I recently gave a free webinar on Principal Component Analysis. We had almost 300 researchers attend and didn’t get through all the questions. This is part of a series of answers to those questions.
If you missed it, you can get the webinar recording here.
Question: In Principal Component Analysis, can loadings be both positive and negative?
Recall that in PCA, we are creating one index variable (or a few) from a set of variables. You can think of this index variable as a weighted average of the original variables.
The loadings are the weights.
The goal of the PCA is to come up with optimal weights. “Optimal” means we’re capturing as much information in the original variables as possible, based on the correlations among those variables.
So if all the variables in a component are positively correlated with each other, all the loadings will be positive.
But if there are some negative correlations among the variables, some of the loadings will be negative too.
Here’s a simple example that we used in the webinar.
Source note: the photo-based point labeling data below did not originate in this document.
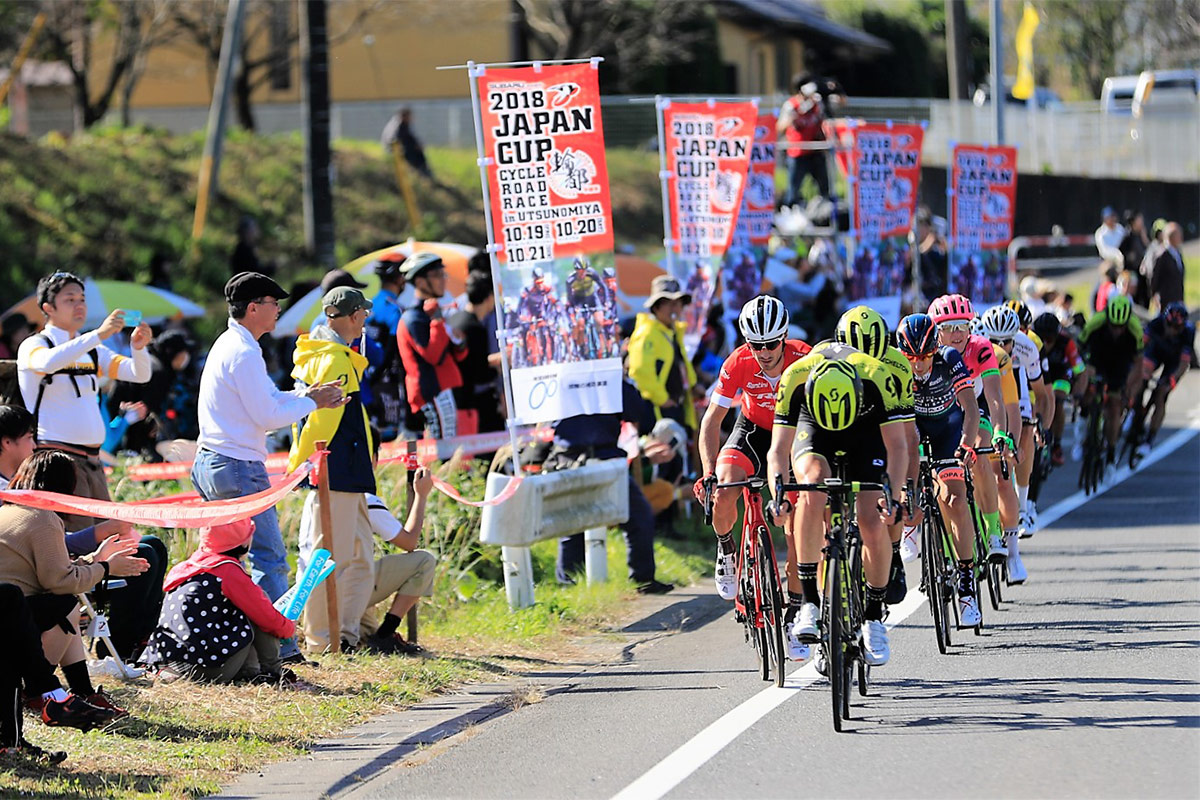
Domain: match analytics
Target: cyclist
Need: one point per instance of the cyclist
(948, 416)
(1061, 368)
(1113, 343)
(863, 328)
(1170, 343)
(839, 400)
(753, 370)
(953, 316)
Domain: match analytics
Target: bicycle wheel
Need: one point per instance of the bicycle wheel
(772, 603)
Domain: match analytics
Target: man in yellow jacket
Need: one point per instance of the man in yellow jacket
(325, 355)
(658, 361)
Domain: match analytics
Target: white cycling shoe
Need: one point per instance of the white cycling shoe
(726, 575)
(969, 611)
(875, 643)
(804, 626)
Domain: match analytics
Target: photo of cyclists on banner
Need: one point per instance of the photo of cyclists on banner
(562, 311)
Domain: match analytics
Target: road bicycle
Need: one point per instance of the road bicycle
(844, 585)
(760, 603)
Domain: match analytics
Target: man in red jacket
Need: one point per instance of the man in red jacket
(430, 349)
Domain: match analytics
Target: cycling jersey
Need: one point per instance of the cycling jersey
(741, 372)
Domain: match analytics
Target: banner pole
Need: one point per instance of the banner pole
(660, 104)
(473, 73)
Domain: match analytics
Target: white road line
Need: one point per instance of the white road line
(672, 770)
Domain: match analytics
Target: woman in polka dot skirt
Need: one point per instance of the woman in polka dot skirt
(216, 624)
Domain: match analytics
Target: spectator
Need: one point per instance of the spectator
(15, 330)
(244, 257)
(59, 372)
(405, 577)
(480, 397)
(400, 128)
(430, 350)
(1109, 236)
(657, 362)
(594, 435)
(799, 121)
(1167, 278)
(238, 407)
(34, 557)
(217, 625)
(325, 356)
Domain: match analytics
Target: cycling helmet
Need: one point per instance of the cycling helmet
(1176, 313)
(1000, 323)
(763, 319)
(834, 392)
(1047, 326)
(951, 307)
(1023, 312)
(917, 336)
(863, 328)
(1119, 310)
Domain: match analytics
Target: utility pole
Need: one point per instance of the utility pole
(996, 43)
(958, 58)
(210, 162)
(318, 193)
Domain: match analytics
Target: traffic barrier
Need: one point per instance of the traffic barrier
(547, 505)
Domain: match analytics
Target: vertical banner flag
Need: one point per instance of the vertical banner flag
(885, 172)
(707, 150)
(552, 218)
(983, 205)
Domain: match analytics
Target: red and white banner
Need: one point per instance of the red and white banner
(707, 154)
(983, 197)
(885, 169)
(757, 211)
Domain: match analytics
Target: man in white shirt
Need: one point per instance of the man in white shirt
(59, 372)
(239, 405)
(1109, 236)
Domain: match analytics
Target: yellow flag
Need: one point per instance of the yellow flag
(1024, 85)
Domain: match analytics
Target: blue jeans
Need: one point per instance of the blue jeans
(220, 477)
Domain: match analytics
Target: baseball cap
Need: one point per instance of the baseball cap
(346, 300)
(340, 278)
(245, 287)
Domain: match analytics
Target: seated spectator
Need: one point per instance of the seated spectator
(34, 557)
(216, 625)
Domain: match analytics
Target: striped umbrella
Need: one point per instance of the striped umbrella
(103, 296)
(303, 311)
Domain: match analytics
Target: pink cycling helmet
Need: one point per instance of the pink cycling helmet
(951, 307)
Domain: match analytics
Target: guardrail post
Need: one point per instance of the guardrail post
(517, 576)
(597, 554)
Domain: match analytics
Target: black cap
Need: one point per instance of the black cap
(245, 287)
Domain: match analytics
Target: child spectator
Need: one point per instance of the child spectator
(216, 625)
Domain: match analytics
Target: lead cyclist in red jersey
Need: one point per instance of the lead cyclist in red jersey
(753, 370)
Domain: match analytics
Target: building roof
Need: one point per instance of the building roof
(804, 18)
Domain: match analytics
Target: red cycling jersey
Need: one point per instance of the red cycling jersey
(741, 371)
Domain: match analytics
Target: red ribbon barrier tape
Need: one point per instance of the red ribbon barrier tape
(186, 511)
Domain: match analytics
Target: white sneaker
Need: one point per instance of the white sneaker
(726, 575)
(875, 643)
(969, 611)
(1017, 572)
(910, 545)
(804, 626)
(796, 649)
(996, 549)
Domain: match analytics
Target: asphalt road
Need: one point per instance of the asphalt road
(1085, 684)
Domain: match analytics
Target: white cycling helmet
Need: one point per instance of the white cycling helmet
(1000, 323)
(763, 319)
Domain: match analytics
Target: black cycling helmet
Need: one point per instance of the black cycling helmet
(1047, 326)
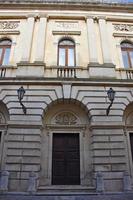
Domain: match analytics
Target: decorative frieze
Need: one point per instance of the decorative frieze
(9, 24)
(66, 26)
(123, 27)
(65, 118)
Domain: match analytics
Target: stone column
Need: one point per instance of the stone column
(93, 54)
(104, 41)
(27, 40)
(41, 37)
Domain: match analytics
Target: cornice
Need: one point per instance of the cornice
(85, 5)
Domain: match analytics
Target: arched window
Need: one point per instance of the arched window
(5, 48)
(127, 54)
(66, 53)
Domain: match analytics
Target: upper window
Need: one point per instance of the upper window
(66, 53)
(127, 54)
(5, 48)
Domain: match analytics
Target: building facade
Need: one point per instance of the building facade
(66, 55)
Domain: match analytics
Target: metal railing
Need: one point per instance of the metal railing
(66, 72)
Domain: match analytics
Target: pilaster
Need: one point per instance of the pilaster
(93, 54)
(41, 38)
(27, 40)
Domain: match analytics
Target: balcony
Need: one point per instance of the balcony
(66, 72)
(7, 71)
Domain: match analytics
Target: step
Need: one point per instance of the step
(63, 189)
(107, 196)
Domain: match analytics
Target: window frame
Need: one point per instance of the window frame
(127, 50)
(4, 47)
(66, 47)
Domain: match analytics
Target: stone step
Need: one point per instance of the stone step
(109, 196)
(66, 189)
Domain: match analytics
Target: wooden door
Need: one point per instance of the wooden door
(65, 160)
(131, 142)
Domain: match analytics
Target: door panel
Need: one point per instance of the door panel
(65, 160)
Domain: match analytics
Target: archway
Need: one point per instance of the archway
(4, 117)
(128, 121)
(66, 143)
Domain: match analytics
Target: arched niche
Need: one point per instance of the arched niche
(66, 118)
(4, 114)
(66, 113)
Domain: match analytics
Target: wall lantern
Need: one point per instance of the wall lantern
(111, 96)
(21, 92)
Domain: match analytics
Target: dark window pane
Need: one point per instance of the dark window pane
(131, 57)
(70, 57)
(61, 57)
(66, 43)
(0, 53)
(131, 142)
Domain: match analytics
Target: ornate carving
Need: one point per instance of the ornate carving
(66, 118)
(123, 27)
(9, 24)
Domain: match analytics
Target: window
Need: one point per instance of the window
(5, 48)
(66, 53)
(127, 54)
(131, 142)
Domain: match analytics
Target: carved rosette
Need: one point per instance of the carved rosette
(123, 27)
(65, 118)
(9, 24)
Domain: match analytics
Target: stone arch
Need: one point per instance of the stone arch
(75, 110)
(66, 117)
(128, 114)
(4, 114)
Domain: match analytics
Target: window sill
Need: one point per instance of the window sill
(8, 67)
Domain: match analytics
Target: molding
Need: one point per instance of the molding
(97, 65)
(66, 32)
(24, 124)
(28, 64)
(9, 32)
(129, 35)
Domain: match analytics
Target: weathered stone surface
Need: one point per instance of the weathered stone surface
(114, 196)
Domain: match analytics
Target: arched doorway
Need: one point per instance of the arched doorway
(4, 117)
(66, 145)
(128, 128)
We want to combine four variables about mammal species into a single component.
The variables are weight, a predation rating, amount of exposure while sleeping, and the total number of hours an animal sleeps each day.
If you look at the correlation matrix, total hours of sleep is negatively correlated with the other 3 variables. Those other three are all positively correlated.
It makes sense — species that sleep more tend to be smaller, less exposed while sleeping, and less prone to predation. Species that are high on these three variables must not be able to afford much sleep.
Think bats vs. zebras.
Likewise, the PCA with one component has positive loadings for three of the variables and a negative loading for hours of sleep.
Species with a high component score will be those with high weight, high predation rating, high sleep exposure, and low hours of sleep.